The general idea of how accession information will be saved in database:

  • required control vocabularies (CVs) and CV terms will be checked before data loading
  • organism of one accession is determined by germplasm genus, species and subtaxa(optional)
  • germplasm accession will be loaded into table stock, dexref, and db
  • properties will be loaded into table stockprop
  • synonyms will be loaded into table synonym and stock_synonym

A diagram:

_images/accession.3.ER_diagram.jpg

Note

This module uses a specific set of controlled vocabulary terms to identify metadata. Where possible we have used community standard ontologies but in some cases the terms needed were not available.
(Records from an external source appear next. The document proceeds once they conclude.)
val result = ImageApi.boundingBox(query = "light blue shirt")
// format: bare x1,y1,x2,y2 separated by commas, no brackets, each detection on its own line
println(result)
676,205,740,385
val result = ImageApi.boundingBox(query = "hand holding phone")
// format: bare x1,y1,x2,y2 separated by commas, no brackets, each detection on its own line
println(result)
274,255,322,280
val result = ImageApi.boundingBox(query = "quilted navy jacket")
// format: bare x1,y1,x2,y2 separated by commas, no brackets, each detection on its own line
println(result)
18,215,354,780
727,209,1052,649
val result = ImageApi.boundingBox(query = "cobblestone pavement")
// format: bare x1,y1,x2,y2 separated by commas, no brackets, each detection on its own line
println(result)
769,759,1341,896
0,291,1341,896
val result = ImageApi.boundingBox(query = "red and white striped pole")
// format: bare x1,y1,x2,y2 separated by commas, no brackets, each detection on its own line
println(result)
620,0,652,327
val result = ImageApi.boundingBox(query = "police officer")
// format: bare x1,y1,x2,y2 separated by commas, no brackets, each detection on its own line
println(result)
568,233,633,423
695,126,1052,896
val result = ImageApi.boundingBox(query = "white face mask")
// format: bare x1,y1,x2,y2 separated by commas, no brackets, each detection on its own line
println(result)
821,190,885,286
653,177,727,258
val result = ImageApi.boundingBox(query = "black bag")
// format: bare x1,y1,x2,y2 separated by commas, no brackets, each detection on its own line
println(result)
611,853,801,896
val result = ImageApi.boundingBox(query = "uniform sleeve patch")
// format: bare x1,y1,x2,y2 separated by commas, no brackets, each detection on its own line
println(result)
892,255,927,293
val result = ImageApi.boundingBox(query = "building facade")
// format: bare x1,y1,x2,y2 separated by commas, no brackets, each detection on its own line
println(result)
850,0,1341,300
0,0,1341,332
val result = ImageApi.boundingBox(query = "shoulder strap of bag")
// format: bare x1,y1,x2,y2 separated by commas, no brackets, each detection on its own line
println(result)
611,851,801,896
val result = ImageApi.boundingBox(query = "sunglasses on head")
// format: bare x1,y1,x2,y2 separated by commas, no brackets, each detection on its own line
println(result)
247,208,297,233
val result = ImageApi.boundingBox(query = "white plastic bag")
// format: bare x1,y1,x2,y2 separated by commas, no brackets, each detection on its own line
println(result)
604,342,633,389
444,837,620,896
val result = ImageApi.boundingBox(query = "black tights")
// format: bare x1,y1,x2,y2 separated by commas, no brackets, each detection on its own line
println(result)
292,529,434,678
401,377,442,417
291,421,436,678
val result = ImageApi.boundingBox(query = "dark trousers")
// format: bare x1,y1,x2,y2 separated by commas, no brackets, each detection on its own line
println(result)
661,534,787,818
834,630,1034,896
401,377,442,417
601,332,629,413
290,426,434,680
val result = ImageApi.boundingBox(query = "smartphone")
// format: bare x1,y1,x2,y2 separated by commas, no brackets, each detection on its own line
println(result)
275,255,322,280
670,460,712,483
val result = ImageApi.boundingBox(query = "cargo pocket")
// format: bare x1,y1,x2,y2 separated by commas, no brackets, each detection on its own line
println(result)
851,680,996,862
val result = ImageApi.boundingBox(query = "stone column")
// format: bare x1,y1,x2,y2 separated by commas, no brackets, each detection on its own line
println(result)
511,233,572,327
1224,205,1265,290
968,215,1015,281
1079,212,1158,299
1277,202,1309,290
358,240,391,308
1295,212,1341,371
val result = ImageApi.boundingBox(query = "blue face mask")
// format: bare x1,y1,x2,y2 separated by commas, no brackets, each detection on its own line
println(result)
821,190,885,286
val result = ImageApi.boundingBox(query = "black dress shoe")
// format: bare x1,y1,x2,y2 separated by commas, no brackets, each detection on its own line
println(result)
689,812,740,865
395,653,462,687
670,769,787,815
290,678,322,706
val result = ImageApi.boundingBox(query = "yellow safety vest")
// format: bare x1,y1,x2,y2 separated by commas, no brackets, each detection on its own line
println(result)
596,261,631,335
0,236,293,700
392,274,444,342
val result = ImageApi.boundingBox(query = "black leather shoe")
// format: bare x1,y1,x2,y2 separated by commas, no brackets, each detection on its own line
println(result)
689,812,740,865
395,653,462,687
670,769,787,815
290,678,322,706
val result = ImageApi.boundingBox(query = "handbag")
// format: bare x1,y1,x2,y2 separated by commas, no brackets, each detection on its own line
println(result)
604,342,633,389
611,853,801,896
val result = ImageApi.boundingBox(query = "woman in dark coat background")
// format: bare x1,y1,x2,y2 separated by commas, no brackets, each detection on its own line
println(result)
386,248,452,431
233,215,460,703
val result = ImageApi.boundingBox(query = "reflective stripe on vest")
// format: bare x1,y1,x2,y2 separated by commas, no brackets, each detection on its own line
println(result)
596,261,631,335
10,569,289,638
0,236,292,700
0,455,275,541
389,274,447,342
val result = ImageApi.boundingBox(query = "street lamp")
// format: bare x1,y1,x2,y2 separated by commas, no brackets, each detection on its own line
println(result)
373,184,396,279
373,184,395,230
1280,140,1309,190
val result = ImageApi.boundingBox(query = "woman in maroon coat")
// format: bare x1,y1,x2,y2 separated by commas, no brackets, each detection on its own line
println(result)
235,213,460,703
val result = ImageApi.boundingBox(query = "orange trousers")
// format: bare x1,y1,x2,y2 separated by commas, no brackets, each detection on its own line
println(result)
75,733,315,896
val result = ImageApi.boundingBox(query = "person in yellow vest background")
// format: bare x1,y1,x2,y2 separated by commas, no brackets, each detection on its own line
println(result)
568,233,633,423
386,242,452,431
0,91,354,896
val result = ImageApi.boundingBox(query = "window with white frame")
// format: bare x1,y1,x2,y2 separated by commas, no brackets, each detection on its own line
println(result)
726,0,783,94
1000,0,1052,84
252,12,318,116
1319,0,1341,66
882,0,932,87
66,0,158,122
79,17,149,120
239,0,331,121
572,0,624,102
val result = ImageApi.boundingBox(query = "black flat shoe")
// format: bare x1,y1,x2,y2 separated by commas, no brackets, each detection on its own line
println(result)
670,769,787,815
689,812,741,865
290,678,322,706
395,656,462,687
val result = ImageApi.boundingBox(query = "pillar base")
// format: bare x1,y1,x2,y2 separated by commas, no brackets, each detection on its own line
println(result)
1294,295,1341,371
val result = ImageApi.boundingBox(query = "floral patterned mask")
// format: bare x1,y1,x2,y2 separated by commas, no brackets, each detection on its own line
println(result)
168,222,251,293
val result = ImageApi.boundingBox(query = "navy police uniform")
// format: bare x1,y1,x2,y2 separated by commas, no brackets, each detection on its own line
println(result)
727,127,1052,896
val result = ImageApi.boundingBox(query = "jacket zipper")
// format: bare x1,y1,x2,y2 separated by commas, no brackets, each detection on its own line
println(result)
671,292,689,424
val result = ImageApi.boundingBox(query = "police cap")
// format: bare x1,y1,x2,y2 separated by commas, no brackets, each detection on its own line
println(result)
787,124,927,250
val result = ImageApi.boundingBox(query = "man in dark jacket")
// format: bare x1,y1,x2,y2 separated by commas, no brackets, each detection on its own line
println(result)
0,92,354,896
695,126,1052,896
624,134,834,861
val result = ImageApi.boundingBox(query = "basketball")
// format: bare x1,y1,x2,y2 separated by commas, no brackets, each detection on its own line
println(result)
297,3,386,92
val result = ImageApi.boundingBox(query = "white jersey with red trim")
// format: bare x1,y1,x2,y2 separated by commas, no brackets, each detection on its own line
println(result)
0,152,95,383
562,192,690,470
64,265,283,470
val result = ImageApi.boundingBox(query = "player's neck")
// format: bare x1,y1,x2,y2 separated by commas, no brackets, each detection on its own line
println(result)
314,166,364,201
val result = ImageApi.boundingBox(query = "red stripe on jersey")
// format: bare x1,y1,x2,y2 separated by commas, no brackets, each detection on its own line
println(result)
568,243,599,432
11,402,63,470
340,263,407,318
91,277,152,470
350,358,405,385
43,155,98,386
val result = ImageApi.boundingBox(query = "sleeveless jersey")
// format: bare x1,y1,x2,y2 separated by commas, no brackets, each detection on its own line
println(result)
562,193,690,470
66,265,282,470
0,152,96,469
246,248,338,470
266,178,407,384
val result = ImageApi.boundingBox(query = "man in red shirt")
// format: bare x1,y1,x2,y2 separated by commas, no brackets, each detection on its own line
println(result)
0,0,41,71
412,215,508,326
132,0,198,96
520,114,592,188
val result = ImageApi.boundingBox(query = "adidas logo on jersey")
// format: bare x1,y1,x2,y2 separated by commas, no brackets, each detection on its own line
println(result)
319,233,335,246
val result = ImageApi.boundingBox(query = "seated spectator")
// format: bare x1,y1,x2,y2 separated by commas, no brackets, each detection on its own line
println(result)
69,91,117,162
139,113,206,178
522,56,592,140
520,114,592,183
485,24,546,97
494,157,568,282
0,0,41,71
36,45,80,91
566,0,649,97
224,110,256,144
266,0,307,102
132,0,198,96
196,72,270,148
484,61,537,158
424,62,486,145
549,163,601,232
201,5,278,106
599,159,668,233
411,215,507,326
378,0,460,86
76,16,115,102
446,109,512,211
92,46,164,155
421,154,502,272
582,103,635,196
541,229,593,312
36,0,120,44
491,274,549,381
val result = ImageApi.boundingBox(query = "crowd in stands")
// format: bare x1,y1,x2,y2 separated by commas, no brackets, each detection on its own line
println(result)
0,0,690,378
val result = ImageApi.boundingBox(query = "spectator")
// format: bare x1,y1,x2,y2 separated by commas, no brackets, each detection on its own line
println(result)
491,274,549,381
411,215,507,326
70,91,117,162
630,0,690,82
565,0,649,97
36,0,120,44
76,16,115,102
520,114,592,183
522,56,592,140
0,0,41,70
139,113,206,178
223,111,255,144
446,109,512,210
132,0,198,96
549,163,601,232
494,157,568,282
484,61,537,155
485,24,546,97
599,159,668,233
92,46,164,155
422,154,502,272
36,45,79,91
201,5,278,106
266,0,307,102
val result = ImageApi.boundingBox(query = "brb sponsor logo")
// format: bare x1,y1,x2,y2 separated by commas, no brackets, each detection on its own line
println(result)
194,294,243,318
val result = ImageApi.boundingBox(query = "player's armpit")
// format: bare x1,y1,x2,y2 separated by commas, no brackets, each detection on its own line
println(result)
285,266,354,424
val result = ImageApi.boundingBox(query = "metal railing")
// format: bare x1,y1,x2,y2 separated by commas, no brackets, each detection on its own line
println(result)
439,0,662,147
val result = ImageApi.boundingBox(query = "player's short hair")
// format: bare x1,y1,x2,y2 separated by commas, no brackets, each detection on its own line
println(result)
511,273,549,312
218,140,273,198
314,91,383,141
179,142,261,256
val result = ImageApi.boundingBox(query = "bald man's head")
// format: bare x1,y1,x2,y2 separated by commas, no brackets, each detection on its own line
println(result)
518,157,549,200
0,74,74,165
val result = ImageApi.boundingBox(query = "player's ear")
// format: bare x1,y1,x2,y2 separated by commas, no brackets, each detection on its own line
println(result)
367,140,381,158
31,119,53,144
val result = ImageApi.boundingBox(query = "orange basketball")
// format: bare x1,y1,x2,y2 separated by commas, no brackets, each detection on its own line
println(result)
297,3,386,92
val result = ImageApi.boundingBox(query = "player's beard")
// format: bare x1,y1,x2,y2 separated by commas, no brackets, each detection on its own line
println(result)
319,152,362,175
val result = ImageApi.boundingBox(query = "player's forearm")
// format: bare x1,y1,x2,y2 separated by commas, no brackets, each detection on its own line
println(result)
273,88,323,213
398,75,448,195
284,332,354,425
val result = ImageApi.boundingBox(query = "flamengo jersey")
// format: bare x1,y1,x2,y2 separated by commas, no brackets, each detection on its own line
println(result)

All terms used are compatible with standardized Tripal Content Types.

Germplasm Collection

Provides functionality for supporting germplasm collection (e.g. diversity panels and recombinant inbred lines) including the following:

  • Germplasm Collection content type is created automatically.
  • Fields:
    • Germplasm List (co_010__germplasm): Listing of all germplasm in a collection.
    • Project-Related Germplasm Collection (local__project_germcollection): to link germplasm collections with projects.

Functionality

Germplasm Collection Pages

This module creates a germplasm collection content type which you can configure at Admin > Structure > Tripal Content Types > Germplasm Collection. By default, there will be a name, identifies, type of collection and germplasm list. The germplasm list will show all chado.stock records linked to a given chado.stockcollection record via the chado.stockcollection_stock table in an ajax-paged list.

_images/germplasm-collection.1.png

Warning

There is currently no way to link a Germplasm collection with germplasm (chado.stock) through the user interface. Instead, you will need to add records to chado.stockcollection_stock manually to create the link.

Recombinant Inbred Line (RIL) Summary

Provides functionality for summarizing Recombinant Inbred Lines (RILs) including the following:

  1. Tabular matrix which summarizes how many RILs are available for each species combination. This is particularly helpful if you have a cultivated and associated wild species for a single genus.
  2. Listing of all RILs for a specific species combination including information about the number of F2 families for each F-generation.
  3. ChadoField for RIL pages which summarizes information about the number of F2 families for each F-generation.

Functionality

The RIL summary matrix can be found at [mytripalsite.com]/germplasm/summary/[genus]. This is what it looks like for a fake Tripalus example.

_images/rilsummary.png

When you click on any of the cells in the RIL summary matrix you are taken to the following listing:

_images/rillist.png

The details for a given RIL can be summarized on the RIL Tripal Content Page using the field provided by this module.

_images/rilfield.png

Adding RILs to the summary

  1. Create a Recombinant Inbred Line with the name of your RIL population (e.g. TR-01).
  2. Create a germplasm line (type doesn’t matter; suggested Generated Germplasm (Breeding Line)) with the name of the original cross giving rise to the RIL population (e.g. 1234S) and add a relationship: TR-01 is_selection_of 1234S.
  3. Create parents for the Breeding cross (type does not matter) and related them using the is_maternal_parent and is_paternal_parent relationship types (e.g. CDC FRED is_maternal_parent_of 1234S and AABC is_paternal_parent_of 1234S).
  4. Each subline for a RIL (i.e. TR-01-123) should be of type stock_type:F2.

Adding the summary to RIL pages.

  1. Go to Admin > Structure > Tripal Content Types > Recombinant Inbred Lines > Manage Fields.
  2. Add a new field where the type is Germplasm RIL Summary.
  3. Make sure it is not disabled on the Manage Display tab.